Re: NFSD threads hang when destroying a session or client ID

Chuck Lever <chuck.lever@xxxxxxxxxx> · Thu, 23 Jan 2025 09:22:30 -0500

On 1/23/25 8:50 AM, Jeff Layton via Bugspray Bot wrote:
Jeff Layton writes via Kernel.org Bugzilla:

There is another scenario that could explain a hang here.
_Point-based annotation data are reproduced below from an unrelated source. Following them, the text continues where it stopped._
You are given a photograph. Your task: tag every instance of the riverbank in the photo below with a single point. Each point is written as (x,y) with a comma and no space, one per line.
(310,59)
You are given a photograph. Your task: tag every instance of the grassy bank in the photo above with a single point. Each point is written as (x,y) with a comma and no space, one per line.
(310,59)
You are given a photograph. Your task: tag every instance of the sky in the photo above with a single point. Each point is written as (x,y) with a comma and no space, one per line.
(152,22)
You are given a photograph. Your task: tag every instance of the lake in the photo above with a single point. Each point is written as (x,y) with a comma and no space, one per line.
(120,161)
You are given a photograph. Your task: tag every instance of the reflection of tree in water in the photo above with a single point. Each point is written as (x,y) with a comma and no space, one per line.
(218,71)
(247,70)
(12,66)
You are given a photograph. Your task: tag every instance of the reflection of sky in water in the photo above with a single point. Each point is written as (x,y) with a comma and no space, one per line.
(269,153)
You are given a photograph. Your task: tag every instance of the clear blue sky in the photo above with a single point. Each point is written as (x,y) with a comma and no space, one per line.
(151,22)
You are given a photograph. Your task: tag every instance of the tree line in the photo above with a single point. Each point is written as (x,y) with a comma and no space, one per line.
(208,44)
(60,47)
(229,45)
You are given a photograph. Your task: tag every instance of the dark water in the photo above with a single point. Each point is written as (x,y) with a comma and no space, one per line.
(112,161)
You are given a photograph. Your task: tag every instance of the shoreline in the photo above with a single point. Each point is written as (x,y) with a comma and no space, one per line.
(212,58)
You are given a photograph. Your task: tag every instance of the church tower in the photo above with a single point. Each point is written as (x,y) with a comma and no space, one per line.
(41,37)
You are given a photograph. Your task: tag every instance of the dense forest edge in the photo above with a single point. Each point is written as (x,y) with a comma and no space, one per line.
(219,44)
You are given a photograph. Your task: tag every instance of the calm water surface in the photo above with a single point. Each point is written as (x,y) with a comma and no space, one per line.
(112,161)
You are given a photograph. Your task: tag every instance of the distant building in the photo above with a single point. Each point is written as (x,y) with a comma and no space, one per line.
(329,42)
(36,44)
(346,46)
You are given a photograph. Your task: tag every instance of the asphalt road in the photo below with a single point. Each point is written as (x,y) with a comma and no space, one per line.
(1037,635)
From nfsd4_cb_sequence_done():

------------------8<---------------------
         case -NFS4ERR_BADSLOT:
                 goto retry_nowait;
         case -NFS4ERR_SEQ_MISORDERED:
                 if (session->se_cb_seq_nr[cb->cb_held_slot] != 1) {
                         session->se_cb_seq_nr[cb->cb_held_slot] = 1;
                         goto retry_nowait;
                 }
                 break;
         default:
                 nfsd4_mark_cb_fault(cb->cb_clp);
         }
         trace_nfsd_cb_free_slot(task, cb);
         nfsd41_cb_release_slot(cb);

         if (RPC_SIGNALLED(task))
                 goto need_restart;
out:
         return ret;
retry_nowait:
         if (rpc_restart_call_prepare(task))
                 ret = false;
         goto out;
------------------8<---------------------

Since it doesn't check RPC_SIGNALLED in the v4.1+ case until very late in the function, it's possible to get a BADSLOT or SEQ_MISORDERED error that causes the callback client to immediately resubmit the rpc_task to the RPC engine without resubmitting to the callback workqueue.

I think that we should assume that when RPC_SIGNALLED returns true that the result is suspect, and that we should halt further processing into the CB_SEQUENCE response and restart the callback.

When cb->cb_seq_status is set to any value other than 1, that means the
client replied successfully. RPC_SIGNALLED has nothing to do with
whether a reply is suspect, it means only that the rpc_clnt has been
asked to terminate.

The potential loop you noticed is concerning, but I haven't seen
evidence in the "echo t > sysrq-trigger" output that there is a running
RPC such as you described here.

--
Chuck Lever